In the euro area, prices rose in August at the slowest pace in three years. Specifically, the inflation rate was 2.2 percent. This was the lower year-on-year increase in consumer prices since July 2021, according to the EU statistics office Eurostat. The main reason is the sharp drop in energy prices in the 20 euro countries. Consumer prices for food, tobacco and alcohol, and especially for services, on the other hand, continued to rise at an above-average rate.

Inflation was highest in Belgium at 4.5 percent, and lowest in the Baltic states of Latvia and Lithuania at under one percent. Eurostat reported inflation for Germany at 2 percent. The Federal Statistical Office had reported 1.9 percent the day before. The difference is due to different calculation methods. Eurostat uses the so-called harmonized consumer price index, which enables a comparison of the euro countries.

The European Central Bank (ECB) is aiming for inflation of two percent. In July, consumer prices in the euro area rose by 2.6 percent year-on-year, after 2.5 percent in June.

Core inflation above target

ECB Executive Board member Isabel Schnabel welcomed the falling inflation rate. However, the German economist was cautious about a possible interest rate cut in September. Interest rate cuts must be made “gradually and cautiously,” she said in a speech in the Estonian capital Tallinn. This shows above all the “ongoing price pressure in the services sector.”

According to Eurostat, consumer prices rose the most in this area, at 4.2 percent in August. The so-called core inflation – excluding the frequently fluctuating energy and food prices – is also still higher than desired in the euro area at 2.8 percent.

At the beginning of June, the ECB lowered its key interest rates for the first time in almost five years. The central key interest rate at which commercial banks borrow money from the ECB has been 4.25 percent since then. The deposit rate relevant for savers is 3.75 percent.
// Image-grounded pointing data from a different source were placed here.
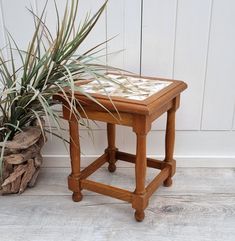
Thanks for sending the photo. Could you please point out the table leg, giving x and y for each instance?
(73, 179)
(140, 176)
(111, 132)
(169, 144)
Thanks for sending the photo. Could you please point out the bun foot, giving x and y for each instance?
(112, 167)
(77, 196)
(139, 215)
(168, 182)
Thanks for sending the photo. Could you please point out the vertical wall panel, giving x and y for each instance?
(2, 40)
(158, 41)
(18, 20)
(158, 37)
(124, 20)
(96, 36)
(220, 84)
(190, 58)
(234, 118)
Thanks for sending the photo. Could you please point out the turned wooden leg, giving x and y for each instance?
(169, 145)
(73, 179)
(111, 147)
(140, 202)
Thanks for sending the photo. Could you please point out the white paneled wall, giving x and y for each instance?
(192, 40)
(220, 82)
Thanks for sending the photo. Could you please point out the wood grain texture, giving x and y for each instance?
(158, 42)
(219, 99)
(207, 212)
(187, 181)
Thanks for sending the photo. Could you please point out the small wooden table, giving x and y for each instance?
(137, 110)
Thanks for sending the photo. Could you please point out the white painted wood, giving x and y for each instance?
(192, 34)
(19, 21)
(158, 41)
(2, 39)
(158, 37)
(234, 118)
(96, 36)
(124, 22)
(206, 212)
(219, 89)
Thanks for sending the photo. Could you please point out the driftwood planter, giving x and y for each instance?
(22, 161)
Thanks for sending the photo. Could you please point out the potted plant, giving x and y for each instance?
(48, 66)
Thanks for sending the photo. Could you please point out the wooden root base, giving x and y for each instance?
(139, 215)
(22, 161)
(77, 196)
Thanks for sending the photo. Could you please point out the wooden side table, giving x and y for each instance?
(137, 110)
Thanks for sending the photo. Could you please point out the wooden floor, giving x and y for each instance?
(199, 206)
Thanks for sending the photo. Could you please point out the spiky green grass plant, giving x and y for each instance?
(48, 66)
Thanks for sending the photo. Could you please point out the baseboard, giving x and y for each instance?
(182, 161)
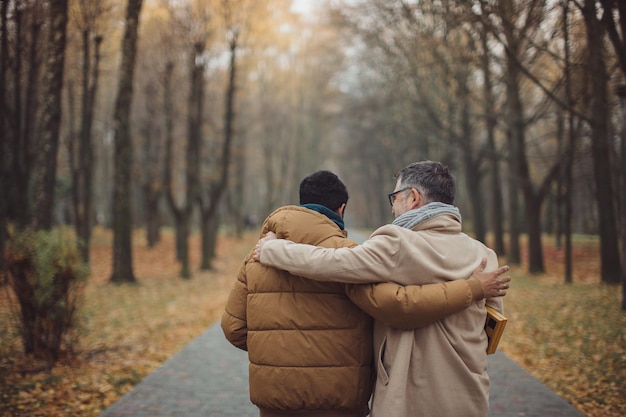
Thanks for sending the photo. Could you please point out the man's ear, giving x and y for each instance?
(417, 201)
(341, 210)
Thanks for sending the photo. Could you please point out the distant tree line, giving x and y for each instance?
(201, 114)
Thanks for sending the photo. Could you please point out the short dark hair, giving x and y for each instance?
(432, 179)
(325, 188)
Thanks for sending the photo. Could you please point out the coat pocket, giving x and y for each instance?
(383, 376)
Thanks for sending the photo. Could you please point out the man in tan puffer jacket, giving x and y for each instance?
(309, 346)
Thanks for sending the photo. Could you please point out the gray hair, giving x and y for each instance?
(432, 179)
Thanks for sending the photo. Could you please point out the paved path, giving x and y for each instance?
(209, 377)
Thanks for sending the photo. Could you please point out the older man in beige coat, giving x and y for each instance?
(438, 370)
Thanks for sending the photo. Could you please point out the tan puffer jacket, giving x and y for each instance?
(310, 347)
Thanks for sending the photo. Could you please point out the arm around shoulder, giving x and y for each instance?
(414, 306)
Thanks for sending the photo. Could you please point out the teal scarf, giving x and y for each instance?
(326, 212)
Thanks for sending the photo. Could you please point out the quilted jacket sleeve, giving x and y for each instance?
(414, 306)
(234, 323)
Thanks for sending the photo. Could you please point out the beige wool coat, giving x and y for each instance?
(310, 348)
(437, 370)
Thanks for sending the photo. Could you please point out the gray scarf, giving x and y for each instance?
(416, 216)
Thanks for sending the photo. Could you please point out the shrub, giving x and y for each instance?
(47, 275)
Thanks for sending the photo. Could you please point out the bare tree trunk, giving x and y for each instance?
(216, 190)
(497, 215)
(152, 172)
(600, 147)
(4, 140)
(83, 175)
(569, 163)
(122, 213)
(471, 163)
(51, 118)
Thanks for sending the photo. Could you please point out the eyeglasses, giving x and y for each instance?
(392, 196)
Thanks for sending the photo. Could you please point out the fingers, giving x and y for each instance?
(481, 266)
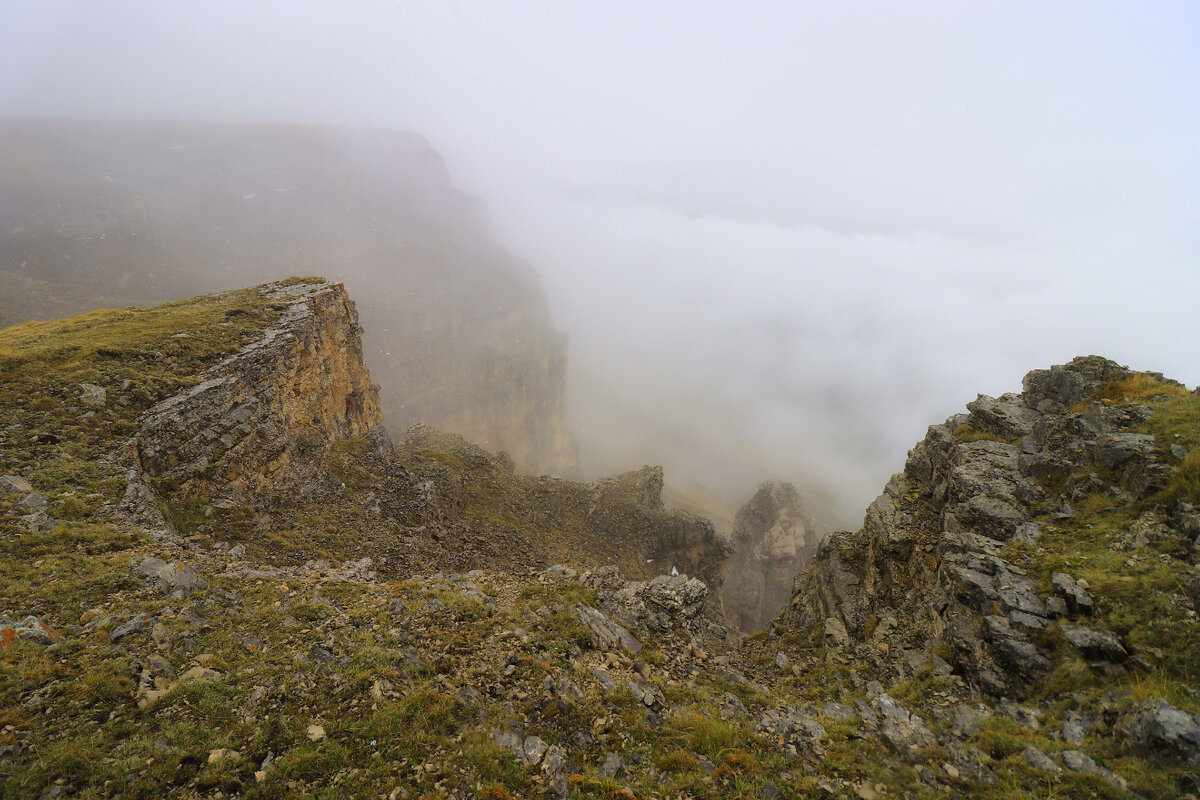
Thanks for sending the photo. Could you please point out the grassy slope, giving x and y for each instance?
(393, 699)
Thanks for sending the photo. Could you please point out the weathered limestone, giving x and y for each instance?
(264, 411)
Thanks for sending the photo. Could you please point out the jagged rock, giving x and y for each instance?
(31, 504)
(607, 632)
(1038, 759)
(903, 731)
(967, 721)
(1074, 727)
(171, 577)
(532, 750)
(246, 428)
(606, 683)
(661, 603)
(135, 624)
(1075, 596)
(29, 627)
(646, 692)
(793, 729)
(1096, 644)
(1162, 731)
(773, 539)
(15, 485)
(1079, 762)
(613, 767)
(93, 395)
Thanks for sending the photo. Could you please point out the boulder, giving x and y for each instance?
(1163, 732)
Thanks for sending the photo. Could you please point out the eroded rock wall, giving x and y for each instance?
(773, 540)
(927, 572)
(264, 415)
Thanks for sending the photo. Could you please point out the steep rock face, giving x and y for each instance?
(927, 572)
(265, 414)
(773, 540)
(457, 330)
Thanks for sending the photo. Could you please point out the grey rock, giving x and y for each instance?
(39, 521)
(94, 395)
(510, 741)
(967, 721)
(31, 504)
(1006, 417)
(1163, 732)
(15, 485)
(29, 627)
(171, 577)
(1037, 759)
(533, 749)
(1079, 762)
(901, 731)
(795, 728)
(1077, 597)
(1074, 728)
(319, 655)
(606, 632)
(646, 692)
(613, 767)
(559, 572)
(1096, 644)
(135, 624)
(838, 711)
(606, 683)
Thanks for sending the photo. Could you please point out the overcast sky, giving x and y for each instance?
(783, 236)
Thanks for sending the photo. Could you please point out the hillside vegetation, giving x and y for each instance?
(411, 619)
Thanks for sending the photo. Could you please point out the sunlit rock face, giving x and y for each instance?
(457, 331)
(773, 539)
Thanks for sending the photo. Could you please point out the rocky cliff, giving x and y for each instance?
(346, 615)
(773, 539)
(263, 417)
(457, 330)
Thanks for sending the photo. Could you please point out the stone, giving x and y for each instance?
(15, 485)
(773, 539)
(1079, 762)
(1075, 596)
(613, 767)
(30, 627)
(533, 749)
(201, 674)
(93, 395)
(1096, 644)
(135, 624)
(967, 721)
(606, 632)
(901, 731)
(31, 504)
(606, 683)
(171, 576)
(1074, 728)
(1037, 759)
(1163, 732)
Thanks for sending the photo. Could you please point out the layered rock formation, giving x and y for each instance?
(773, 539)
(457, 330)
(931, 571)
(265, 415)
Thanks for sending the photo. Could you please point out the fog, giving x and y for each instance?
(783, 239)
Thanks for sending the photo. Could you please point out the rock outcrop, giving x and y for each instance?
(265, 415)
(928, 571)
(773, 540)
(459, 330)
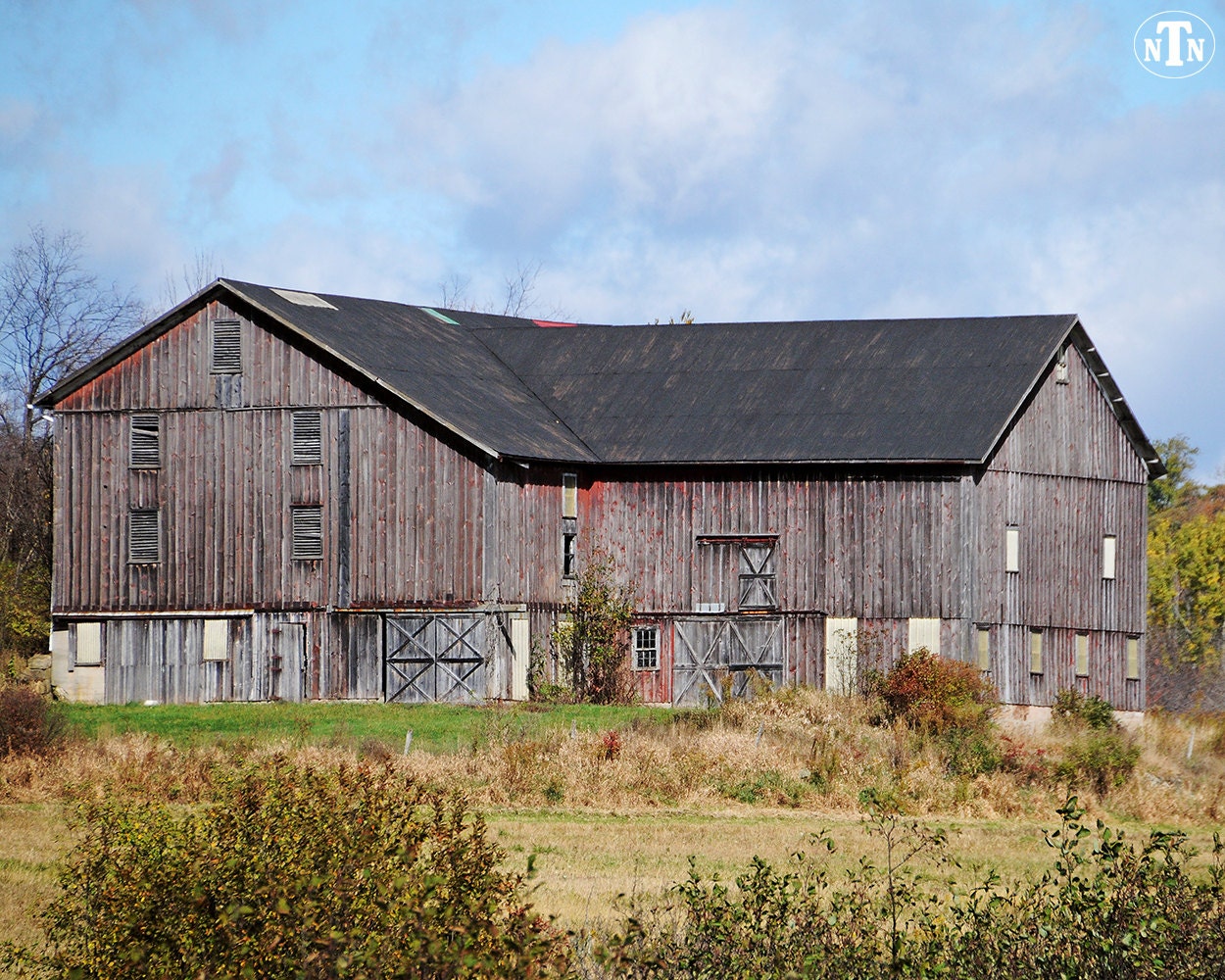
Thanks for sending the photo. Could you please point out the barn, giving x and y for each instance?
(274, 494)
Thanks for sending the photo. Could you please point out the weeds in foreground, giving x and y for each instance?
(1106, 909)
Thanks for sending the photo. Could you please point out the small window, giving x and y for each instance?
(1012, 549)
(1061, 368)
(646, 648)
(308, 439)
(216, 640)
(568, 555)
(922, 633)
(308, 530)
(143, 535)
(88, 645)
(146, 442)
(569, 495)
(226, 347)
(1035, 651)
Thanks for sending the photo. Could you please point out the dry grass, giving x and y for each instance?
(602, 817)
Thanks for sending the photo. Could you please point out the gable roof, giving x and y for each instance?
(865, 391)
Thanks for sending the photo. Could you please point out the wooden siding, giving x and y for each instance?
(846, 545)
(407, 518)
(1071, 430)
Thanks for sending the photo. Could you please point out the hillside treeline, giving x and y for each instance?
(1186, 616)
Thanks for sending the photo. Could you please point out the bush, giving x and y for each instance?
(29, 723)
(1099, 760)
(934, 695)
(294, 871)
(1094, 711)
(1105, 909)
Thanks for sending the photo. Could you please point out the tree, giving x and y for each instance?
(1176, 486)
(1186, 579)
(54, 318)
(518, 294)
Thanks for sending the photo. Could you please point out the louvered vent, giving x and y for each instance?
(146, 450)
(308, 439)
(143, 537)
(308, 528)
(226, 347)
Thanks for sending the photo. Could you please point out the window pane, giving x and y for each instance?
(1108, 550)
(308, 437)
(308, 530)
(216, 640)
(143, 537)
(146, 434)
(226, 347)
(88, 645)
(646, 648)
(568, 495)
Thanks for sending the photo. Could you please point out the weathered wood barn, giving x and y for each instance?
(273, 494)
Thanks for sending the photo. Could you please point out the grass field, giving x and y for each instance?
(593, 818)
(436, 728)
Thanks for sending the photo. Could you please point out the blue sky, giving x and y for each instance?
(738, 160)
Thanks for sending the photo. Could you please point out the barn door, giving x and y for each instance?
(435, 658)
(755, 645)
(287, 662)
(697, 664)
(707, 651)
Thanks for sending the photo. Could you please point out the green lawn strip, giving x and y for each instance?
(436, 728)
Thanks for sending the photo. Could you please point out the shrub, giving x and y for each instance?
(1105, 909)
(594, 643)
(294, 871)
(1099, 760)
(1094, 711)
(29, 721)
(934, 695)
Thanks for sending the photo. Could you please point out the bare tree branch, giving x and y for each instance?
(54, 318)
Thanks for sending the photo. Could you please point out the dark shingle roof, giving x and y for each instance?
(940, 390)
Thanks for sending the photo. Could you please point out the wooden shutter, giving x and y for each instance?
(1082, 655)
(226, 347)
(308, 530)
(146, 442)
(143, 535)
(308, 437)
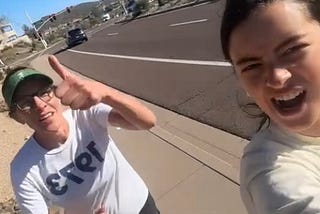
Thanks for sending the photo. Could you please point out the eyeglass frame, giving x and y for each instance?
(47, 91)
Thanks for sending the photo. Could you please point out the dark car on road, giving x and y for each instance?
(75, 36)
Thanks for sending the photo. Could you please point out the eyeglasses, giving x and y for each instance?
(27, 102)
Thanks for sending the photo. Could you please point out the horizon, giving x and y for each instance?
(15, 11)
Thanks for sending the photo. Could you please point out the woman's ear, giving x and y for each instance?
(17, 116)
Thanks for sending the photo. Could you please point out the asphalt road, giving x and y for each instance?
(138, 57)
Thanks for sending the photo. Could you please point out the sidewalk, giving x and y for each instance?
(189, 167)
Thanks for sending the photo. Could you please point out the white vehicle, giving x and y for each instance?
(106, 17)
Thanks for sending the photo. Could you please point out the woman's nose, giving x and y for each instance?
(278, 77)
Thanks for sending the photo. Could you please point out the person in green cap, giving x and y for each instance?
(71, 161)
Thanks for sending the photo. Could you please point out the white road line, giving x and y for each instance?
(187, 23)
(112, 34)
(178, 61)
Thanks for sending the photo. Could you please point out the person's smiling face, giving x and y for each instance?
(45, 115)
(275, 53)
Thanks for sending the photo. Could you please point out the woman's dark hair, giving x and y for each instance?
(236, 12)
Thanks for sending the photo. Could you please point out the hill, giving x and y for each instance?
(76, 12)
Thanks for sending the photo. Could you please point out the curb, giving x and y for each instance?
(197, 2)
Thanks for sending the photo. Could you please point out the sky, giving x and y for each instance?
(14, 10)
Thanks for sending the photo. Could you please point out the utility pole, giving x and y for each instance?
(35, 29)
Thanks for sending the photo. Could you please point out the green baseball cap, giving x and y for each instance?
(11, 83)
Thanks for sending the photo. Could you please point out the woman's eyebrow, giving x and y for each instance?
(244, 60)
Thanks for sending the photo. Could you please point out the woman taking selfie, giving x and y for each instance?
(274, 47)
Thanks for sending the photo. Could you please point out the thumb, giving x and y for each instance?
(58, 68)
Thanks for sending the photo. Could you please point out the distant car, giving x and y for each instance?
(75, 36)
(133, 9)
(106, 17)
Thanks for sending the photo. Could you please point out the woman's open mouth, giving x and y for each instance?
(46, 116)
(290, 103)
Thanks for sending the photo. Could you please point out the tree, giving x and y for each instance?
(27, 30)
(4, 20)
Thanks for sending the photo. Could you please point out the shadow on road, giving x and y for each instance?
(60, 51)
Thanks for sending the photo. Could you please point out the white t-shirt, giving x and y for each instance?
(280, 173)
(85, 172)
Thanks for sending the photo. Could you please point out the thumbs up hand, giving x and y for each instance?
(74, 91)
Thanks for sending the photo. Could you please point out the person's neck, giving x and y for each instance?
(52, 140)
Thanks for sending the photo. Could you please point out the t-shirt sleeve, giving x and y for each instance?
(29, 199)
(289, 189)
(100, 114)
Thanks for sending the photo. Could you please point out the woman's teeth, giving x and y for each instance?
(46, 116)
(288, 96)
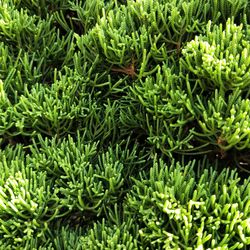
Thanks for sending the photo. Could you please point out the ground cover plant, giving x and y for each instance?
(124, 124)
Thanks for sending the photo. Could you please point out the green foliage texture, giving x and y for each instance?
(124, 124)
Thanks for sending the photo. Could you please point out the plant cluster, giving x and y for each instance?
(124, 124)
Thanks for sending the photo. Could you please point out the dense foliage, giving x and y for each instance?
(124, 124)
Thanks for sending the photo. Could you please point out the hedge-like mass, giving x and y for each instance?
(124, 124)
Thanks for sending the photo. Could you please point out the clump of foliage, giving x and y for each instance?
(124, 124)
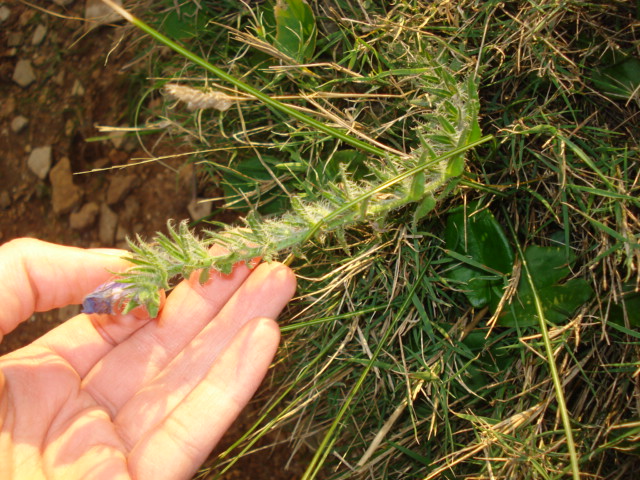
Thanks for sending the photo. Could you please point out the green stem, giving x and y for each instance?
(274, 104)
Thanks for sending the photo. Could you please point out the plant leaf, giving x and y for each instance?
(548, 266)
(485, 254)
(620, 80)
(295, 29)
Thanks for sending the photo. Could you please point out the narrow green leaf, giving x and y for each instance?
(478, 236)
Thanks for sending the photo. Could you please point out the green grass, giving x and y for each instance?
(388, 369)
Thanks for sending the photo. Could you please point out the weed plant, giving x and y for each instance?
(487, 323)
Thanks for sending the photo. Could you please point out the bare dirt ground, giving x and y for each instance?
(81, 79)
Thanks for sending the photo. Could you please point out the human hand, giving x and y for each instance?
(116, 396)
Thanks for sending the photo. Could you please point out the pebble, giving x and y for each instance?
(108, 225)
(23, 74)
(65, 195)
(40, 161)
(85, 217)
(119, 187)
(77, 90)
(19, 123)
(5, 200)
(5, 13)
(14, 39)
(38, 35)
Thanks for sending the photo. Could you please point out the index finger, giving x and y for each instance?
(37, 276)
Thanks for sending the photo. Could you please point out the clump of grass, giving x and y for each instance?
(387, 369)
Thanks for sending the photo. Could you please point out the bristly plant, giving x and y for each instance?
(444, 134)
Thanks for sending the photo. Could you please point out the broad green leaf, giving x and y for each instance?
(184, 22)
(353, 161)
(245, 182)
(295, 29)
(628, 305)
(548, 267)
(484, 253)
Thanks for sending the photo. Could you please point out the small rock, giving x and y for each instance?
(38, 35)
(23, 74)
(14, 39)
(5, 13)
(97, 13)
(5, 200)
(131, 209)
(108, 225)
(199, 208)
(66, 312)
(65, 195)
(19, 123)
(77, 90)
(40, 161)
(85, 217)
(119, 186)
(58, 79)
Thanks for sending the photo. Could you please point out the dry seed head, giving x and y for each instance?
(197, 99)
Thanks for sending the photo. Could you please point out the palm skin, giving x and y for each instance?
(119, 397)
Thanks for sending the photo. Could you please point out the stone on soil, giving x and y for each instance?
(119, 187)
(85, 217)
(38, 35)
(23, 74)
(40, 161)
(98, 13)
(199, 208)
(19, 123)
(65, 195)
(14, 39)
(5, 200)
(4, 13)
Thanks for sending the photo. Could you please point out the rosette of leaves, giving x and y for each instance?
(446, 131)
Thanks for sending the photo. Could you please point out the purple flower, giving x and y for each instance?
(111, 297)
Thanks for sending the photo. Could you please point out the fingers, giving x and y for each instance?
(39, 276)
(184, 435)
(187, 332)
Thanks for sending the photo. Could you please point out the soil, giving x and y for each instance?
(83, 79)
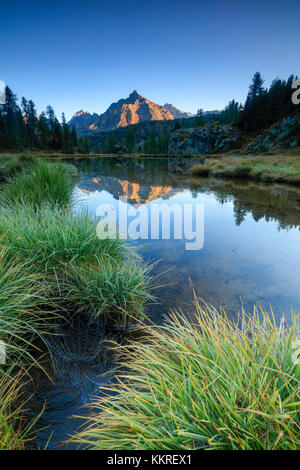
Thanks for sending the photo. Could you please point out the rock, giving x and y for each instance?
(279, 136)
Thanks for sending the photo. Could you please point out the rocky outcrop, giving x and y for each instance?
(283, 134)
(203, 140)
(125, 112)
(176, 113)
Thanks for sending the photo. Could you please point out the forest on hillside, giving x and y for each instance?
(22, 128)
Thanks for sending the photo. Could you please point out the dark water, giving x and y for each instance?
(250, 256)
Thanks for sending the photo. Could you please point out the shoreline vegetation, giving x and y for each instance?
(266, 168)
(203, 383)
(52, 265)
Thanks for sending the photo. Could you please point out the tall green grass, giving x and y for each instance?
(51, 261)
(113, 290)
(52, 236)
(207, 384)
(22, 318)
(42, 182)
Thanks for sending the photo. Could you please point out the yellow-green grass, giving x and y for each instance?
(39, 183)
(203, 384)
(285, 169)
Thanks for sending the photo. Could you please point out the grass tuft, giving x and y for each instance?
(40, 183)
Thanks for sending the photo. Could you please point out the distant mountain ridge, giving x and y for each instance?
(132, 110)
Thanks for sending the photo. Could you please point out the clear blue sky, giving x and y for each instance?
(191, 53)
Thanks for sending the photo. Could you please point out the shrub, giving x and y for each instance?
(205, 385)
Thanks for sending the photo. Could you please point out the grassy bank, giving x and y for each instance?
(282, 169)
(52, 263)
(207, 385)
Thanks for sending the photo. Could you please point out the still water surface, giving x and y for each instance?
(250, 256)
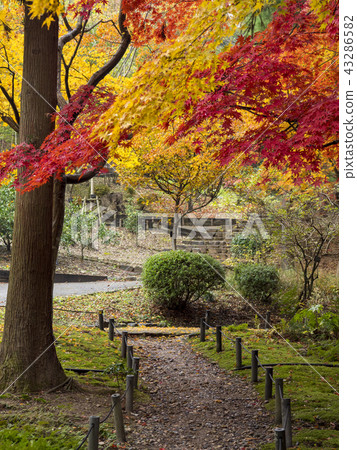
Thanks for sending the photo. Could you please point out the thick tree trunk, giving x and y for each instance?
(28, 356)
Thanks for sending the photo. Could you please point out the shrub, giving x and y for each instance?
(257, 281)
(251, 247)
(176, 278)
(131, 219)
(314, 321)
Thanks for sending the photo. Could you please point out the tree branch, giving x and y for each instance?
(84, 176)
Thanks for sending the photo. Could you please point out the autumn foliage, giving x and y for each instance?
(269, 97)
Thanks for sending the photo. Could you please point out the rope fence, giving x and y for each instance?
(133, 363)
(283, 421)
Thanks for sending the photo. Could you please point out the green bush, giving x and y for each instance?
(131, 219)
(314, 321)
(257, 281)
(176, 278)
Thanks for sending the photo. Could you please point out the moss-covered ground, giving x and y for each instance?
(312, 389)
(59, 420)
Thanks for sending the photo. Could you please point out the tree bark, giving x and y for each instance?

The weakened inflation could now pave the way for a further reduction in the key interest rate. The responsible committee of the Eurozone central bank will discuss the further monetary policy course on September 13.

EU labour market very robust

According to Eurostat, unemployment remained at a relatively low level. In July, the rate for the entire currency area fell again to an all-time low of 6.4 percent, adjusted for seasonal factors. In the eurozone countries, almost eleven million people were unemployed. In the entire EU, with its population of over 450 million, the figure was just under 13.2 million.

Eurostat puts the unemployment rate for Germany in July at 3.4 percent, well below average. Only Poland, Malta and Slovenia have lower figures in the EU, while the unemployment figures are significantly higher in Spain, Greece and the Baltic states.

The Federal Employment Agency, on the other hand, is expecting a significantly higher rate of 6.0 percent for July and an increase to 6.1 percent for August. As with inflation, a different calculation method is used here.